My last summer of college, I had a friend come visit me at home in Virginia Beach. Once they arrived, we didn’t stay at the house long before I told my parents we were going to the beach. I backed down my driveway only for my friend to cry out, “Stop!”
I had backed out of the driveway and dragged my side view mirror down the side of my mom’s year-old van. A white streak adorned its gold body.
Me: “Oh no.”
I had to decide right then if I should continue going backward or go forward. Either way, my mirror remained in contact with the van.
I left my friend in the car and walked up to my house. “Mom?”
“I sorta just hit your van. I was backing down the driveway and… I’ll pay for the damage.”
She rushed outside, thinking I had T-boned the van, but ladies and gentlemen, I’m not that bad of a driver. My mom decided her new racing stripe was not the end of the world, but “you’ll have to tell your dad.”

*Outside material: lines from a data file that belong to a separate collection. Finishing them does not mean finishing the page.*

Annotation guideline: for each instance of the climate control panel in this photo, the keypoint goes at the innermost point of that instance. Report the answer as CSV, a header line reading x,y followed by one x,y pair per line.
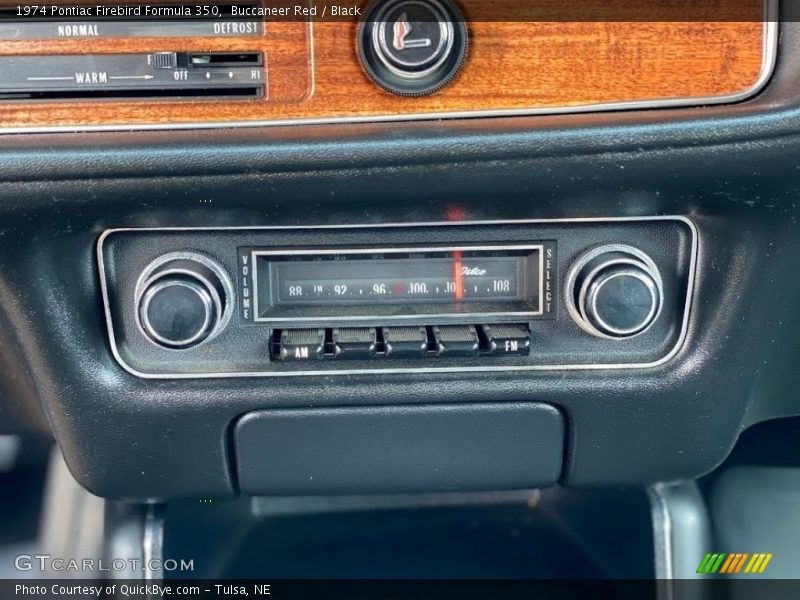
x,y
521,295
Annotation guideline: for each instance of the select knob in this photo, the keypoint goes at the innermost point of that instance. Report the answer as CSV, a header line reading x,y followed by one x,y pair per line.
x,y
183,300
615,292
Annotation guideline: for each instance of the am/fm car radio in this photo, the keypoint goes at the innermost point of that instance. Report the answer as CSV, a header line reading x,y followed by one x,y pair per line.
x,y
535,295
397,285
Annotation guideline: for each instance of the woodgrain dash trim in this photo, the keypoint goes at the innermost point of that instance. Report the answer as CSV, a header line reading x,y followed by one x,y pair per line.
x,y
513,68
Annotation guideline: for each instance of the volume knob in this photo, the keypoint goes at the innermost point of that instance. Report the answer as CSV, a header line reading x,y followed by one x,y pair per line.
x,y
183,299
615,292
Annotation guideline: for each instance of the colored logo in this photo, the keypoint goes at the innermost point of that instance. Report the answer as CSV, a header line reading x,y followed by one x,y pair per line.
x,y
722,563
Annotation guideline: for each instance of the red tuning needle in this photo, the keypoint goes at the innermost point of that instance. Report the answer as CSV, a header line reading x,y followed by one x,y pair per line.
x,y
457,276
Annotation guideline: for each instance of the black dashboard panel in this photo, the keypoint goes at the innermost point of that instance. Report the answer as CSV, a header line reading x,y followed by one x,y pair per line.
x,y
731,170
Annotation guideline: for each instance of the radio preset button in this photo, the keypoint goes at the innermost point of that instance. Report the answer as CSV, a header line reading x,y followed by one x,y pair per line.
x,y
302,344
457,340
403,342
507,338
354,342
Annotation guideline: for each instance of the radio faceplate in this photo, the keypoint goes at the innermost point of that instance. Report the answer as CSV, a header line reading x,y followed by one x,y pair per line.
x,y
385,285
397,298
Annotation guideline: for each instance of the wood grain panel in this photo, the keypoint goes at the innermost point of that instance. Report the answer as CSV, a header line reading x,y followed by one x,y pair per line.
x,y
518,65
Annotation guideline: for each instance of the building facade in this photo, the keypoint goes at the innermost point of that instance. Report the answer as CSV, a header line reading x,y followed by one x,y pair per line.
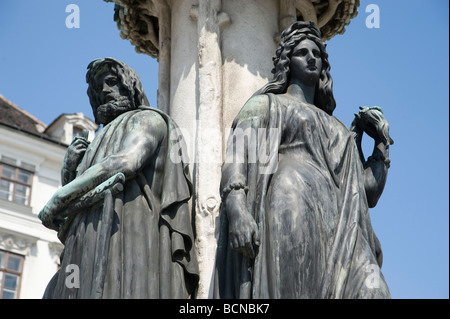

That night my friend joined us for dinner. My dad asked me to lead us in prayer.
“God, thank you for this food and thank you for everyone here at the table. Please be with everyone here, and our friends, our family, and all the people we don’t know. And please be with my dad when he finds out I backed my car into the van this morning.”
I opened my eyes.
My dad stared at me.
Me: “Yeah, so I scratched the side of the van today.”
Thankfully, my parents value cars only minimally more than me. They never made me pay to get the van touched up. To this day it bears the racing stripe I gave it. And my friend remembers the time I made her sit through a prayer where I confessed my sins.
I’ve never bragged I’m a great driver. I’ll tell the van story to anyone. They then usually ask someone else to drive their car. But I openly declare my aversion to driving and preference for someone else to take the wheel. I walk when I can. I drive my car maybe once every other week. And when my car ended up with a bunch of scratches and dents last year, I honestly could not decide whether I had backed into a trashcan (which I had) or if a bicycle might have clipped my car (which could have happened, too). I didn’t think the trashcan incident was that violent.
You’d think I’d have a bunch of tickets from my driving. Which I do have tickets, but not for the right things. I’ve been ticketed for turning right on red and speeding. These are not my usual crimes.
I’ve never been ticketed me for driving over boulders at puppy farms, into mailboxes (my parents’ own mailbox), and over curbs in movie theater parking lots while my mom grips her door handle (“oops, I didn’t see that there”). Of course, if a cop did see these things, they would probably think the damage to my car is enough.
One time I did run a red light, but I totally just didn’t see it (which is far worse in retrospect). But then I looked in my rearview mirror and there was a cop car BEHIND ME. I immediately pulled over to the side of the road. But the cop didn't flash his lights or come for me. He drove right past.
I didn’t drive for the next week. (But that’s nothing new for me, so…)
Last week I went to get an oil change. I bottomed out as I pulled into the parking lot. All the mechanics heard and watched as I clunked into a parking space. I always forget my car’s carriage is so close to the ground. (I’m proud of myself for using the word “carriage.”)
I probably shouldn’t have asked the mechanics to then service my car after they saw me batter it like that, but whatever. I told them I needed an oil change.
Mechanic: “Do you need it back tonight?”
Me: “Nah. Keep it however long you need it. I never drive it.”
An hour later they called me telling me the car was leaking something that looked like an oil, a belt needed to be fixed, and something else that totaled to $300. $100 of that was just to diagnose it. Meanwhile, when I dropped it off, I was expecting it to be a $20 one-and-done.
Me: “Let me call my dad.”
Dad said to pay for it.
Dad: “Did you notice anything wrong with it before you took it in?”
Me: “Pssh, no.”
The mechanic called back the next day and said they had diagnosed it. It would be $800 more.
When I told my parents, my mom suggested we let it go and just get a new car. She also implied I would be part of the new car purchase.
Me: “I don’t want a car. I don’t need a car. I’m not buying a new car.”
I sounded like a spoiled brat, and maybe I am one, but I mapped out my life for the next six months. The only time I anticipated needing a car was for Easter. Well, that’s my parents’ problem, not mine. Ultimately, my parents and I split the cost of the repairs.